There once was a time when wealthy Americans with money stockpiled abroad in Swiss banks could sleep easily at night, knowing that their account details would be kept shielded from the prying eyes of United States Internal Revenue Service agents.

That time has assuredly passed.

The new reality is this: Americans holding overseas savings accounts and not duly reporting relevant information regarding them to the IRS are being systematically hunted by the tax agency, which is using powerful enforcement tools to coerce compliance.

As noted in media accounts last week, the arm twisting extends beyond the mere laser-type focus the IRS is now placing upon individual investors. Foreign banks, too, are targets of IRS investigations.

The bank BSI SA can certainly attest to that. The institution — a top-10 bank in Switzerland — became last week the first private financial institution to ink a so-called non-prosecution agreement with the U.S. Treasury Department. In lieu of facing severe criminal penalties for its alleged involvement in promoting tax evasion by secretly helping well-heeled American investors evade lawful tax payments, the bank agreed to pay a $211 million penalty.

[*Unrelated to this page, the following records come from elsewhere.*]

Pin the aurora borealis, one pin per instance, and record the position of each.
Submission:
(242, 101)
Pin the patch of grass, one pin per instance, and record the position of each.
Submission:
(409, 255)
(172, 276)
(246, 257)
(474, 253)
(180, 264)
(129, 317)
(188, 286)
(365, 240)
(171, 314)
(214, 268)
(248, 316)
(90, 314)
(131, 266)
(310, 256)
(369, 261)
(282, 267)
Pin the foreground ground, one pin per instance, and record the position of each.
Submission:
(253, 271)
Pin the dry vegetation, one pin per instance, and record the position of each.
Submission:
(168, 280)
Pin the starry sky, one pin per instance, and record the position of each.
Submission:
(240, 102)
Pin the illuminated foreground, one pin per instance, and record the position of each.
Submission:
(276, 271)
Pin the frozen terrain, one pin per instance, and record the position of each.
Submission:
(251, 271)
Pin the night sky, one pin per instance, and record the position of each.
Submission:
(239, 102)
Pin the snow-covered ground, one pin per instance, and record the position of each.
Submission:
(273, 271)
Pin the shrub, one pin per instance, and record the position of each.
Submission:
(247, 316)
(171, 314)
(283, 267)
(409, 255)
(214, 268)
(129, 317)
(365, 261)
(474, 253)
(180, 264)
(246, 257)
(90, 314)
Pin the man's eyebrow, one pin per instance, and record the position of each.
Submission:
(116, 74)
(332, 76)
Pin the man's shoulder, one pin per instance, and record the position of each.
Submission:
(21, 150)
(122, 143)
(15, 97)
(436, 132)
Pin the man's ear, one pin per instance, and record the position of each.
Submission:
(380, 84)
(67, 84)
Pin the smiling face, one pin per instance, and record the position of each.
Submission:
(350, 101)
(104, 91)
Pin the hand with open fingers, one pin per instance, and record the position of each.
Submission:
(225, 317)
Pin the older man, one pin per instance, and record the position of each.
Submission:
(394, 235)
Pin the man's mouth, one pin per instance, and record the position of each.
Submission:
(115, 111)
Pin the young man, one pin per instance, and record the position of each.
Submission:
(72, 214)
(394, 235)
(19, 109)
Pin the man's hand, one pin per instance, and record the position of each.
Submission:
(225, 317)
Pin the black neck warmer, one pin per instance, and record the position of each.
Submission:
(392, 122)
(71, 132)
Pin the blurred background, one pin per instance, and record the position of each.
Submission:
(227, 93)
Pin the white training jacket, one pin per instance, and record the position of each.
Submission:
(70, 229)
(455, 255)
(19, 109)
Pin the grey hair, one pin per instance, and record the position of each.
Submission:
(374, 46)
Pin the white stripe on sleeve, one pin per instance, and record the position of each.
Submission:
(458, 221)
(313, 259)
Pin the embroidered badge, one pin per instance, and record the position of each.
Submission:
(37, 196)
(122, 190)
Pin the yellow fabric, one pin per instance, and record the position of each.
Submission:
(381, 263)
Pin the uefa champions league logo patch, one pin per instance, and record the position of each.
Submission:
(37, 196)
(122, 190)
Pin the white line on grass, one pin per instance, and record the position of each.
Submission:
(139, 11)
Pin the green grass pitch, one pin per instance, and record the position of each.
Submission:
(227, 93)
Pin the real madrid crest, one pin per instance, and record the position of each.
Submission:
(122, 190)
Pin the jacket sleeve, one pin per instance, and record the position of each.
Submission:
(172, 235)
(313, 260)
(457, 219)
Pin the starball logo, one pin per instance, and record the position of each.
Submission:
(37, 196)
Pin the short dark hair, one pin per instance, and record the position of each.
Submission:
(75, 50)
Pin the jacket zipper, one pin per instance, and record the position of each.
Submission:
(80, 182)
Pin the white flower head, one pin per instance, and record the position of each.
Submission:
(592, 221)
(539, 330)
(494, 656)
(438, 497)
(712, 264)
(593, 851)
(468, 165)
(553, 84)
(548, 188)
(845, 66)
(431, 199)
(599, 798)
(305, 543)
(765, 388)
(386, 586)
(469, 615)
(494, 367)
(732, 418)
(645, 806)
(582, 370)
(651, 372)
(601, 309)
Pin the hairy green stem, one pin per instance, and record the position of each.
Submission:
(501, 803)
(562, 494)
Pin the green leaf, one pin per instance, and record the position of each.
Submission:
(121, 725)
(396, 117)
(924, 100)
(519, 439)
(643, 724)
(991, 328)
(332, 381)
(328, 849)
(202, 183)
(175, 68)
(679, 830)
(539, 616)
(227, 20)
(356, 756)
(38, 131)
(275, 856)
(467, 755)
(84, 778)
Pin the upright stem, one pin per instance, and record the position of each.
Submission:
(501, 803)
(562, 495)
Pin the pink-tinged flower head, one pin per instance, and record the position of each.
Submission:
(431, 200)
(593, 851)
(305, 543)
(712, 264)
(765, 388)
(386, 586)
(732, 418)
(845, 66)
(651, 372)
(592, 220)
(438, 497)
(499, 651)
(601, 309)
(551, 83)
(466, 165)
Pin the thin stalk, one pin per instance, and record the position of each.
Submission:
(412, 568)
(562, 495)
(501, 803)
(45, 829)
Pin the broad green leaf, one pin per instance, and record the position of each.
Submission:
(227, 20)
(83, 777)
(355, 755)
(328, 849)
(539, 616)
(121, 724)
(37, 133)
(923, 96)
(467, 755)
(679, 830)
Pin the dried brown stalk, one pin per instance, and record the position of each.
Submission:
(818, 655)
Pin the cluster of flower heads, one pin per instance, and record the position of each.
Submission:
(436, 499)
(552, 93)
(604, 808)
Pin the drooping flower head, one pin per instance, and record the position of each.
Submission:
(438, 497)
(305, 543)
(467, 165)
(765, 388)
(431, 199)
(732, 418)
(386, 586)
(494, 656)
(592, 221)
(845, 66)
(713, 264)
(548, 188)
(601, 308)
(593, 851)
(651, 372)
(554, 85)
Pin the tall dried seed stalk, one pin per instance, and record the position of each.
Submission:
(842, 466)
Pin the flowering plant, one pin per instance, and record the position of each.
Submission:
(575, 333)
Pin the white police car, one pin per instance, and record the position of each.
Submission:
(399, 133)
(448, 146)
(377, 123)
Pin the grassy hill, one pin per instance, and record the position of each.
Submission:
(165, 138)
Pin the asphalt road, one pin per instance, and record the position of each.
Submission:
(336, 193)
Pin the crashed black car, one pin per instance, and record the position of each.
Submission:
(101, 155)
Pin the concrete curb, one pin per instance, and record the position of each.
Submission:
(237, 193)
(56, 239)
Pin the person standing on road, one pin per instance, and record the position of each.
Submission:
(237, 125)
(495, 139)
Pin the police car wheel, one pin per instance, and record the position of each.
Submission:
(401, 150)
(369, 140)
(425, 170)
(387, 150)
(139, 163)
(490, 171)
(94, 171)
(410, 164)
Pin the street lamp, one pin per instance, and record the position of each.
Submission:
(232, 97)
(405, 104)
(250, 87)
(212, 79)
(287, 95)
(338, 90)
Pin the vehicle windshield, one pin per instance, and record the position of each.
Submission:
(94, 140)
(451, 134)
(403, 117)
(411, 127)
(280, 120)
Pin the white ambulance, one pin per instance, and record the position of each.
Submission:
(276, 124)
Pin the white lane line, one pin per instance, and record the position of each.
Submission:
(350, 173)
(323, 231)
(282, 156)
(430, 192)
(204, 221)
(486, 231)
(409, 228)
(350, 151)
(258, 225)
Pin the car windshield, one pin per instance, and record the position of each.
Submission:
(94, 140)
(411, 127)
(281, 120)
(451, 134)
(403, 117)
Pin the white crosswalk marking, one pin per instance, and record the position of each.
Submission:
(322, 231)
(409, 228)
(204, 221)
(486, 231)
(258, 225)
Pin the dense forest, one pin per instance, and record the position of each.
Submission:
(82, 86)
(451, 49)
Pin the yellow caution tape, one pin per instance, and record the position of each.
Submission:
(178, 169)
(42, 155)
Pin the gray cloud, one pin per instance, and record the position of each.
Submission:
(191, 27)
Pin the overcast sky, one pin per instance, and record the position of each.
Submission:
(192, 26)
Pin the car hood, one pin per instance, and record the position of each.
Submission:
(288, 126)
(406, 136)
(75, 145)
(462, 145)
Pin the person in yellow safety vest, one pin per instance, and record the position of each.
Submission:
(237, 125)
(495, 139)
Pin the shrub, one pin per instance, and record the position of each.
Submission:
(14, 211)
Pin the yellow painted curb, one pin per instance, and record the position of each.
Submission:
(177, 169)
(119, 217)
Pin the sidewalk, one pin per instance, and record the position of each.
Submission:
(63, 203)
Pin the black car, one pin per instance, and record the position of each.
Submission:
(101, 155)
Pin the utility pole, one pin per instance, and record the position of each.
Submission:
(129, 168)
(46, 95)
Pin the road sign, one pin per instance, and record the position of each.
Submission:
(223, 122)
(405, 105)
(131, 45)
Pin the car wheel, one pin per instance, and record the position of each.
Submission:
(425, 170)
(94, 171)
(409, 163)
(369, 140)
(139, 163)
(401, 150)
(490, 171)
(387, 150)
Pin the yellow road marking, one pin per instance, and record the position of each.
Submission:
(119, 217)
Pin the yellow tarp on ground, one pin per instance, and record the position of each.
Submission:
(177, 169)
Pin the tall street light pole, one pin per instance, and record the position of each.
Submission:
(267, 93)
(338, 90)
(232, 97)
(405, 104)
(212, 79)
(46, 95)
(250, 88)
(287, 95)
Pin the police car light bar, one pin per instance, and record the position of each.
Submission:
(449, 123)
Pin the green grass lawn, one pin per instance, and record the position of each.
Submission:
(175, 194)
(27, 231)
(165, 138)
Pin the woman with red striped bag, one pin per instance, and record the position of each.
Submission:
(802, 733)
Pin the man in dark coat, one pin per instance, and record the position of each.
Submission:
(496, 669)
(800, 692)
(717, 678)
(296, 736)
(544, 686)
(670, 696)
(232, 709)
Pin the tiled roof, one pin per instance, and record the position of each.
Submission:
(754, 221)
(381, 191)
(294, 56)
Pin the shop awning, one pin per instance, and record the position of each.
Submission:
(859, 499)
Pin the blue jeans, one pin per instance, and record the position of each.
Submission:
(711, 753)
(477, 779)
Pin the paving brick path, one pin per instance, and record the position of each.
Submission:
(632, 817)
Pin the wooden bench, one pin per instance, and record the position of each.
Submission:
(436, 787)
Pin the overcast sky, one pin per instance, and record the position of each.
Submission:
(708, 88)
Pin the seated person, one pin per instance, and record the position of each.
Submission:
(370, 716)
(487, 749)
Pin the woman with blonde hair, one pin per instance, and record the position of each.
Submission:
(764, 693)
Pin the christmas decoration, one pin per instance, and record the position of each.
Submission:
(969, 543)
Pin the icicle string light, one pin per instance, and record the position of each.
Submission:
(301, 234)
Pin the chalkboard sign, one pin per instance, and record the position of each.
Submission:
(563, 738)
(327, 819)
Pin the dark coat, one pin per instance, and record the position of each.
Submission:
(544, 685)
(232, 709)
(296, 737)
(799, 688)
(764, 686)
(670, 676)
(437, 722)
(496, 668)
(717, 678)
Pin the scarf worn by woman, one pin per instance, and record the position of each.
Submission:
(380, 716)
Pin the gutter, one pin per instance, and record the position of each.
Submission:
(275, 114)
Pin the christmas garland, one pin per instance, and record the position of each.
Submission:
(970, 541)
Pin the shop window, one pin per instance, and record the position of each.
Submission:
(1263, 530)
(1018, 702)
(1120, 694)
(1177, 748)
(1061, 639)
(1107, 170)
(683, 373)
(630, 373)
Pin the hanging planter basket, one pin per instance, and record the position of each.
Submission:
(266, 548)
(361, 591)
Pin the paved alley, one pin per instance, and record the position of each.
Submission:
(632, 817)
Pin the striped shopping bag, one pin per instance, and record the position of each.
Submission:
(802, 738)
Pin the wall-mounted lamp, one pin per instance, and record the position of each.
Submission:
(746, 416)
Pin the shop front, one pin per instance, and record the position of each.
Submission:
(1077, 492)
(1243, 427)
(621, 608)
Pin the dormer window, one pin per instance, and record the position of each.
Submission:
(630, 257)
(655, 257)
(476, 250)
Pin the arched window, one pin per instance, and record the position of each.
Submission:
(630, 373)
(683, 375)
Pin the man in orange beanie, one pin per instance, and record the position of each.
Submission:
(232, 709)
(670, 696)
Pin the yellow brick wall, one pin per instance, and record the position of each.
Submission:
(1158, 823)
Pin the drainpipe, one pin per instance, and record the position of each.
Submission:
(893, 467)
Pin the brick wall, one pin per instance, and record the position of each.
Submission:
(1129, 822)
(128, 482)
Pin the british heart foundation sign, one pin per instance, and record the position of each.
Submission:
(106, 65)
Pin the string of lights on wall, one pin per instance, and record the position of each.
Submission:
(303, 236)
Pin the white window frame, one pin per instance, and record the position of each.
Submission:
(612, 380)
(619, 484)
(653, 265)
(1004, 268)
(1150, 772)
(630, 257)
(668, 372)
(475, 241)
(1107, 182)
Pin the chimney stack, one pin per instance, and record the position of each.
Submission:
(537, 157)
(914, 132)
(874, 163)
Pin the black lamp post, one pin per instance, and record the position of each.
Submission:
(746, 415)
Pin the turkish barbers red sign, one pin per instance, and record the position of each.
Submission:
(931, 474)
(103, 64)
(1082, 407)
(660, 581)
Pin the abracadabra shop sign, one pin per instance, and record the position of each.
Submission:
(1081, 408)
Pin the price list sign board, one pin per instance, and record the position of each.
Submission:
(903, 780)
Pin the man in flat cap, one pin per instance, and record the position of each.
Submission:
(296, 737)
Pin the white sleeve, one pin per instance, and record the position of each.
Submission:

And, coupled with that exaction, a host of other duties were also imposed upon BSI SA. The bank agreed to provide the IRS with “detailed information on an account-by-account basis” for every account opened by an American taxpayer, regardless of its size or status. It also disclosed details on how its cross-border business involving American account holders worked and gave the IRS information on all its American account holders dating back several years.

A ranking federal attorney stated that, while BSI SA was the first bank to execute a non-prosecution agreement with the IRS, “it will not be the last.”